Knowledge and Skills Statement

Inquiry and research: listening, speaking, reading, writing, and thinking using multiple texts. The student engages in both short-term and sustained recursive inquiry processes for a variety of purposes.

As students research topics, instruct them to gather and evaluate multiple credible sources from the library and internet such as .edu and .gov websites. Review student sources for appropriateness.

Further Explanation

This assessment requires students to apply knowledge of primary and secondary sources when researching a topic. Students must evaluate the sources and determine which are the most credible. Students should understand that they need to evaluate certain elements, such as the author, sources or citations, bias or point of view, and date of publication to determine the credibility of a source.

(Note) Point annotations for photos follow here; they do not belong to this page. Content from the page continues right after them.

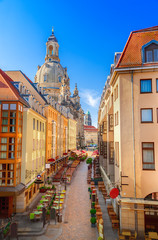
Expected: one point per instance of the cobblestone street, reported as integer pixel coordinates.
(76, 216)
(76, 225)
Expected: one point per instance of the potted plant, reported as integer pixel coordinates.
(93, 212)
(100, 238)
(93, 221)
(43, 189)
(93, 204)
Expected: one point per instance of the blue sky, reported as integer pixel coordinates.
(88, 32)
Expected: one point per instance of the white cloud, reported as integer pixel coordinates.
(90, 97)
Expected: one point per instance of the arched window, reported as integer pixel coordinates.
(150, 52)
(45, 77)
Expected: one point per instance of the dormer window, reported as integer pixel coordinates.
(150, 52)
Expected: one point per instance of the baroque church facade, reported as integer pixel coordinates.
(54, 79)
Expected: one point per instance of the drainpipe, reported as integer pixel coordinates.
(134, 169)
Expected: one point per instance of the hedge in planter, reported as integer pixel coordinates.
(93, 212)
(89, 161)
(93, 221)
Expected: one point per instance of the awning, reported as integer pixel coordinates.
(8, 191)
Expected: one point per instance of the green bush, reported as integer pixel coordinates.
(93, 220)
(100, 238)
(48, 212)
(93, 211)
(89, 161)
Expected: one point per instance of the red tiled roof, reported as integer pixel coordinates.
(90, 128)
(8, 80)
(132, 53)
(27, 78)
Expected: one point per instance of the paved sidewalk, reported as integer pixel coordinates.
(109, 232)
(76, 225)
(76, 215)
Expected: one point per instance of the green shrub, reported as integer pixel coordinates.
(48, 212)
(93, 220)
(93, 211)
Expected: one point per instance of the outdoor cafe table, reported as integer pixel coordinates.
(38, 212)
(56, 201)
(126, 233)
(56, 207)
(153, 235)
(59, 196)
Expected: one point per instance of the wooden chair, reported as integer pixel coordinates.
(134, 236)
(115, 223)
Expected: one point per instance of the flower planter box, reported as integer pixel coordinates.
(43, 190)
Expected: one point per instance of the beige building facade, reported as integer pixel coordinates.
(91, 135)
(133, 87)
(72, 134)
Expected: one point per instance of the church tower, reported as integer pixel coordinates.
(88, 119)
(51, 75)
(52, 48)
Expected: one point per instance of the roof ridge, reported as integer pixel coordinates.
(9, 81)
(146, 29)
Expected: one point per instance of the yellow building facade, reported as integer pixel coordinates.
(72, 124)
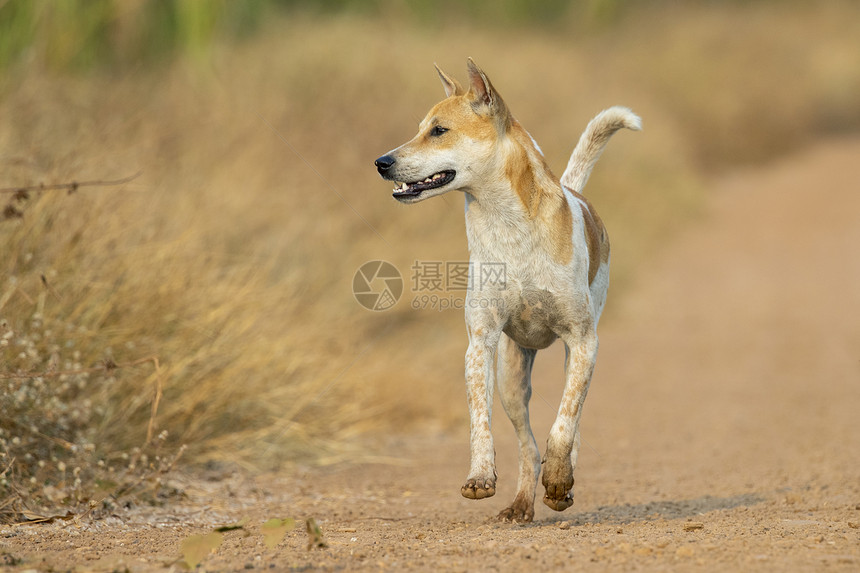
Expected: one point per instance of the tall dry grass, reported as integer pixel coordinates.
(231, 258)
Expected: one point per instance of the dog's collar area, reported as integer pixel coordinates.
(414, 189)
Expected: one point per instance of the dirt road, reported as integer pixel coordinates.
(722, 430)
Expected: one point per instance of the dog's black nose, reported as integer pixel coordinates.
(384, 163)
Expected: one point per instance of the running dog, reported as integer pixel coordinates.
(555, 254)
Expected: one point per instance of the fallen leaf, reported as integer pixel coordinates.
(275, 529)
(233, 526)
(195, 548)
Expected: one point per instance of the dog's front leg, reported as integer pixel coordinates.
(562, 447)
(480, 372)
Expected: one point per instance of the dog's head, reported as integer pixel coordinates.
(455, 142)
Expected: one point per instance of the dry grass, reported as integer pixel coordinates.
(231, 257)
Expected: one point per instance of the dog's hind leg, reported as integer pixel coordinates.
(513, 377)
(563, 444)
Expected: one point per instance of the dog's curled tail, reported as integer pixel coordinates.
(593, 140)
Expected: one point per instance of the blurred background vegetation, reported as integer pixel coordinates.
(255, 125)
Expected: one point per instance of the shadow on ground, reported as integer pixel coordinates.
(653, 510)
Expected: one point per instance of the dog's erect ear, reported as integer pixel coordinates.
(486, 99)
(452, 86)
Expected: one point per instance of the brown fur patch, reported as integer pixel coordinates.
(540, 192)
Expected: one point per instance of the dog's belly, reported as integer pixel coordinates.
(531, 322)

the quality of having reliable and trustworthy characteristics and being accepted as true or real
Students should be able to review research sources to determine if they are valid references for information. Students should review a source by considering the objectivity of their information. Examining sources typically requires students to do some research on the source itself to determine if it should be used. Students might need to determine the reputation a source has among peers in that field, consider the consistency of previously provided information or documentations (e.g., has the source been proven wrong in the past?), and/or determine if there are any affiliations between the source and parties who benefit from the source’s presenting the facts in a certain way.
When reviewing sources, students should specifically determine if they are reliable and credible or contain bias of any kind. A reliable source is one that presents a well-thought-out argument, information, or discussion based on accurate evidence. Credible sources are those that have established a reputation for being trustworthy and accurate. When a source contains bias, it leans toward a certain outcome or idea. For example, if a survey states that a large sample of people agree that the Dallas Cowboys are the best football team in Texas, but the only people surveyed were people in a Dallas Cowboys fan shop, the survey results can be considered biased and not objective.
a source that is accurate, based on fact, current, logically sound and written by a qualified author


Christensen,-Branum, L. Strong, A. and Jones, C. O. (2018). Mitigating myside bias in argumentation. Journal of Adolescent & Adult Literacy, 62(4), 

Summary: Teachers can improve students’ argumentation proficiency by intentionally addressing myside bias, the propensity to support arguments with which one preemptively agrees while selectively ignoring contradictory claims and evidence. In this article, the authors identify three themes detected in a review of the literature on myside bias and offer instructional implications and strategies to address myside bias in secondary and postsecondary classrooms. Such strategies that promote critical reflection and balanced argument have implications for academic achievement and critical thinking skills beyond the classroom.